第4話

 良介は、足立家三代目の当主である房子の養子として足立家の婿になった。

 事業は、三代目までは新興勢力と見做される。

 また、三代目で事業の基礎が固まる、とも言われる。

 三代目・足立良介は、歴代の足立家の婿としては特異な人物だと言える。なぜ特異なのか、はこれからゆっくり語るとして、未来はこの父親が大好きだった。

 あの父親が、若き日に、どういう気持ちで今日のような見合いの日を迎えたのだろうか。あの人の事だから、お金や家柄や社会的地位などが欲しくて足立家に来たのではないだろう。だったら、どういった目的で、まるで商談のようなこの見合いの席に臨んだのだろう。

 結婚相手の房子は、何かしら人を見下したような雰囲気のある女性だということは、会えばすぐに解かるはずだ。なのになぜ、そんな女性と結婚し、婿となり、今日までその夫婦関係が続いているのだろうか。


 「ちょっと、未来、貴女聞いているの?」

 埒が明かないとでも言いたげに、母は娘にそう言った。娘の、まるで上の空な様子に母はいらいらしている。

 「貴女、そろそろ考えてよ。今日の相手だって、悪い話ではないでしょう?それどころか、勿体ないくらいよ」

 「分かってるわよ」

 足立家の黒塗りの車が、正確に時を刻む高級なスイス時計のように、確実に見合いの場である高級ホテルへと向かっている。

 「未来さん」

 「何?」

 「現実をしっかり見据えて頂戴。あなたは、三十二にもなるのよ。すでに出遅れていることぐらい、貴女だって、、、」

 「やめてよ。そのことには触れない約束でしょう。だから、今日、わざわざ時間を取ったんだから」

 「忙しいのもいいけど、、、」

 (モノになるかどうかも分からないことに夢中になって)との言葉が口に出そうになるのを、辛うじて堪えて、母は娘に訴えるように言った。

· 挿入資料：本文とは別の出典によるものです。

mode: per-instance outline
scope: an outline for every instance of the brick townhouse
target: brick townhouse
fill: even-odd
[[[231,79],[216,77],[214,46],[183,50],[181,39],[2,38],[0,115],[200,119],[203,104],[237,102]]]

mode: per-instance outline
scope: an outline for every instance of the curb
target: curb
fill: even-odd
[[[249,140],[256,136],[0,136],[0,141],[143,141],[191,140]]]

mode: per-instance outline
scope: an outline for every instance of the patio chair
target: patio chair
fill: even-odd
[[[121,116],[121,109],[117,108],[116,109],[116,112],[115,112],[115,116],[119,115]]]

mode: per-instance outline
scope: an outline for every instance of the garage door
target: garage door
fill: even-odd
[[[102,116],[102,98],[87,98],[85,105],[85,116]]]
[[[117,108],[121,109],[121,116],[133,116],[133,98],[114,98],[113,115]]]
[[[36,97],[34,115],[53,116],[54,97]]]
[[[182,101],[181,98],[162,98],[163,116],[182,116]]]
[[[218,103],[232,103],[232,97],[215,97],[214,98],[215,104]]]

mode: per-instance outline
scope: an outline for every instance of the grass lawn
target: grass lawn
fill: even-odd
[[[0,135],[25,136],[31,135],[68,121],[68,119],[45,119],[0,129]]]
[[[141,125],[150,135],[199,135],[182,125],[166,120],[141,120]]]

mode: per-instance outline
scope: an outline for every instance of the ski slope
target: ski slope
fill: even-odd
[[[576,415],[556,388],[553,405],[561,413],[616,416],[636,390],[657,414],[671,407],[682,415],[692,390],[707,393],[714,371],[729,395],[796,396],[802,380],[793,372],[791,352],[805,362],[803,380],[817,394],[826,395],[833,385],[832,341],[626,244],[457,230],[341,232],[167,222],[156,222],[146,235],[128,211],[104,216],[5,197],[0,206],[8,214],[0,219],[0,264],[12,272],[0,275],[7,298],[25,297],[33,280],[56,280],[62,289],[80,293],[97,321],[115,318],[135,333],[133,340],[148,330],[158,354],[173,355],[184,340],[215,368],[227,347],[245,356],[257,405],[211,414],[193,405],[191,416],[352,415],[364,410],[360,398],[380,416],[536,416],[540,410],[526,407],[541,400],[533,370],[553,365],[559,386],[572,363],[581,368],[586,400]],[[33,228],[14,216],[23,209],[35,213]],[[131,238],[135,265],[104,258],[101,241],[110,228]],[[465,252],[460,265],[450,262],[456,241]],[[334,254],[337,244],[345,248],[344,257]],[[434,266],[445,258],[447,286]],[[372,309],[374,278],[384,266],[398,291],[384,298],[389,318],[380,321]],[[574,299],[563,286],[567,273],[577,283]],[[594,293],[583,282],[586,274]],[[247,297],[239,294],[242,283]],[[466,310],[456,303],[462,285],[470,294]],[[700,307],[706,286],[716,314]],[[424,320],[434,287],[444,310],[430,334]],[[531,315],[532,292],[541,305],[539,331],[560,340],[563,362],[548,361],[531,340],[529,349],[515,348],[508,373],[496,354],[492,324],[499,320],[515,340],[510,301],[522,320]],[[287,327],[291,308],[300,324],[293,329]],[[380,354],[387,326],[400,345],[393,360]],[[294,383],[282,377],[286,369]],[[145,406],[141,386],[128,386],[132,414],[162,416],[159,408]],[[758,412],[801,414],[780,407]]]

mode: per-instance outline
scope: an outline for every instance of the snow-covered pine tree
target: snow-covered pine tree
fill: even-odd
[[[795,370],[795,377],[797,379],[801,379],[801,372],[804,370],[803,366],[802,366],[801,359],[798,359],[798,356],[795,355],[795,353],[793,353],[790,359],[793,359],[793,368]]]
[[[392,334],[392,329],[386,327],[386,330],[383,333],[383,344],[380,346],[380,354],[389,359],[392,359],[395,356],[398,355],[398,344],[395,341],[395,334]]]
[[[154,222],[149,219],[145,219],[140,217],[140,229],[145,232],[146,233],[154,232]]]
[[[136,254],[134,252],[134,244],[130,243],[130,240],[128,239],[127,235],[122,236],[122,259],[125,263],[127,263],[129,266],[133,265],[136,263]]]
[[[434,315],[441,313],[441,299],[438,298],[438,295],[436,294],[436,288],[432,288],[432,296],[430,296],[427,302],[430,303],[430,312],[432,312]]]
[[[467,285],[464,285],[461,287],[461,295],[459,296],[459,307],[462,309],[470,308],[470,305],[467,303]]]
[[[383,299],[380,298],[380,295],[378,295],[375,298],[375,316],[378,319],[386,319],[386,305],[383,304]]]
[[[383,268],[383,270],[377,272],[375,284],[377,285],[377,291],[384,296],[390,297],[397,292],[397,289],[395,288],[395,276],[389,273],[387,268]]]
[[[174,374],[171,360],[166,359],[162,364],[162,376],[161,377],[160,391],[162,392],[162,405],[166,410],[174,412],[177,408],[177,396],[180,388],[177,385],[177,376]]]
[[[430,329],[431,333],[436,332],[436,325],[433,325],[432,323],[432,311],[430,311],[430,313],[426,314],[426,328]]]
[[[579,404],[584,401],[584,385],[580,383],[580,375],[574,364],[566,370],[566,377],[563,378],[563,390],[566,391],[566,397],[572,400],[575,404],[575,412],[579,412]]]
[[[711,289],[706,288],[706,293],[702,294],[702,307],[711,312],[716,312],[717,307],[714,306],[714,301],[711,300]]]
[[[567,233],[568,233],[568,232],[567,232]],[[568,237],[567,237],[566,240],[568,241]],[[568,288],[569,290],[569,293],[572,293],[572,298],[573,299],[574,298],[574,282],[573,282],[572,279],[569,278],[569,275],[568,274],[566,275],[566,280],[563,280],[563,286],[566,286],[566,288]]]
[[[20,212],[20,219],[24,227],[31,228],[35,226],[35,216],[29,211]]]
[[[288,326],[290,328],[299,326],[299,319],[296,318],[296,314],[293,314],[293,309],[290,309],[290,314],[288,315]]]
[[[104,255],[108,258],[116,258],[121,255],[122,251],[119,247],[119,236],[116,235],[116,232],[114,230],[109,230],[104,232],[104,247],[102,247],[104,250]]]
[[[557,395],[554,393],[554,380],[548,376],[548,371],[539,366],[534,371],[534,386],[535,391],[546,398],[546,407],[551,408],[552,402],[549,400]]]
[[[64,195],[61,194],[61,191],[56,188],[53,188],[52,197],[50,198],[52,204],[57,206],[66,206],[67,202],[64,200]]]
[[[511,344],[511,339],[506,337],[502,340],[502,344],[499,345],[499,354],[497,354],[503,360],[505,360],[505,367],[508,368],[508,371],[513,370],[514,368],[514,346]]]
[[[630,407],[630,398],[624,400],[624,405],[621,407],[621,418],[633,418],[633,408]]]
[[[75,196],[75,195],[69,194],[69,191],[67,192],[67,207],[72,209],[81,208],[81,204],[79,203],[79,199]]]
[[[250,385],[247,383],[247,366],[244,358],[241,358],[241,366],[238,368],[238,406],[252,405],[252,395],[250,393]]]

 「お父さんは、ああ言ってるけど、わたしはね、貴女の今後の将来のことを、、、」

 「今日のお相手の写真、ちょっと見せてくれる?」

 母の話を遮って、未来は言った。

 手渡された写真は、今日までに何度か目にしてきた。

 最初のこの写真を見たときと、その印象は変わっていない。

 なんの変哲もない、普通の真面目そうな男が、仕立ての良さそうなスーツを着て

緊張した面持ちをこちらに向けている。

 多少、無理に笑顔を作っているようなその顔には、幾分かのへつらいが含まれているように、未来には見える。